Com essa traição do coronel Fontoura, inclusive de parar de fornecer munições federais para a tropa de Totó Paes, ele se viu entrincheirado e teve que sair da cidade”.

Totó se refugiou na Fábrica de Pólvora do Coxipó do Ouro, onde tinha um aliado. Lá, esperaria a chegada de uma tropa federal de dois mil homens, comandada pelo General Dantas Barreto, que estavam à caminho enviadas pelo presidente Rodrigues Alves para conter os revoltosos. Entretanto, as tropas não chegaram a tempo. Em 1° de julho de 1906, os soldados que ainda resistiam se renderam e o vice-presidente da província, Pedro Leite Osório, assumiu o cargo.

 No dia 6, tropas foram enviadas à Fábrica de Pólvora e encontraram Totó. Ele foi assassinado com dois tiros, um no peito e outro no pé do ouvido, em uma circunstância ainda controversa e sem detalhes conhecidos.

Um homem que foi governador do Estado, [...] não tem nenhum beco com o nome dele? “Ele foi assassinado, porque não existia mais guerra, Osório já havia assumido. Ele estava escondido no mato, não fazia mal para ninguém, não tinha por que mandar tropas. Mas havia um temor de Ponce caso as tropas de Dantas Barreto chegassem e ainda o encontrassem vivo”, defende o pesquisador, em detrimento da história oficial contada, de que ele havia sido morto ainda na guerra durante uma troca de tiros, porque reagiu à chegada dos revoltosos.

De acordo com João Paulo, ao chegarem em Cuiabá, a tropa de General Dantas foi recebida pelo novo governo com pompas e informada que não havia mais batalha, pois Totó estava morto. E, assim, não houve mais nenhuma reação para reverter isso.

Legado e apagamento

Após a morte, a história de Totó e de seu governo foi contada pelos vencedores, a quem não interessava deixar qualquer ponto positivo a ser contado. Não houve nenhum tipo de punição aos responsáveis pelo assassinato do mandatário e a sua família, esposa e filhas, precisaram sair em fuga para o Rio de Janeiro, buscando por segurança e em situação financeira desfavorável.

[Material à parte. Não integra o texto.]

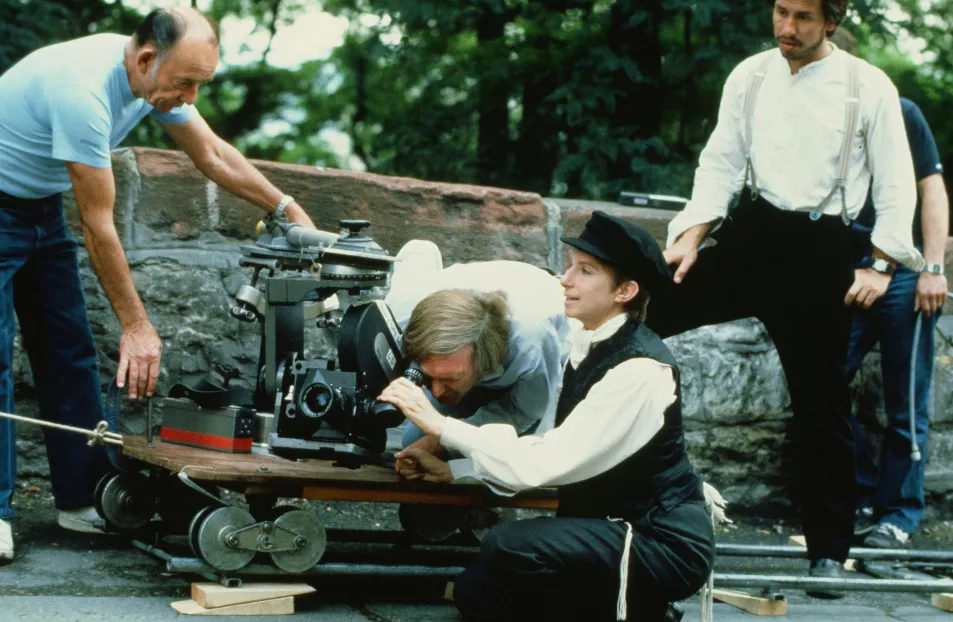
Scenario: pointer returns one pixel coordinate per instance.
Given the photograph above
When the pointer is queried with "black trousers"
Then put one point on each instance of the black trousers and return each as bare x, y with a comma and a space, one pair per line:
562, 569
791, 273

Pesquisador sobre a época, o escritor João Paulo destacou alguns feitos do mandato de Antônio Paes de Barros.

Ele era bastante progressista. Ajudou Rodrigues Alves no Tratado de Petrópolis, que adquiriu o Acre da Bolívia; conseguiu trazer a ferrovia Madeira-Mamoré até Mato Grosso; conseguiu aumentar a arrecadação dos impostos sobre a borracha; e um trabalho de desoneração fiscal principalmente no mercado de charqueada. Enviou, também, uma equipe científica do estado para participar da Exposição Universal de 1904, nos Estados Unidos”, enumerou.

Autor de um livro sobre a história do coronel, Alfredo disse que quando decidiu falar do tema, ouviu de pessoas pedidos para deixar essa história “para lá”.

“É impressionante como o grupo vencedor procurou apagar a imagem do Totó na história de Mato Grosso. Na história, ele passou a ser o ‘mal’ e o grupo vencedor passou a ser o ‘bem’ na luta. Quando falei que iria escrever sobre isso, pessoas da Cuiabá daquela época disseram ‘cê tá doido, rapaz? Deixa esse assunto pra lá’”.

Por fim, Alfredo disse haver diversas ruas e avenidas na Capital e no interior com o nome de Generoso Ponce ou Joaquim Murtinho, mas nada com o nome de Antônio Paes de Barrros.

“Um homem que foi governador do Estado, que foi, talvez, o maior usineiro de açúcar e álcool daquele período e não tem nenhum beco com o nome dele?”, completou.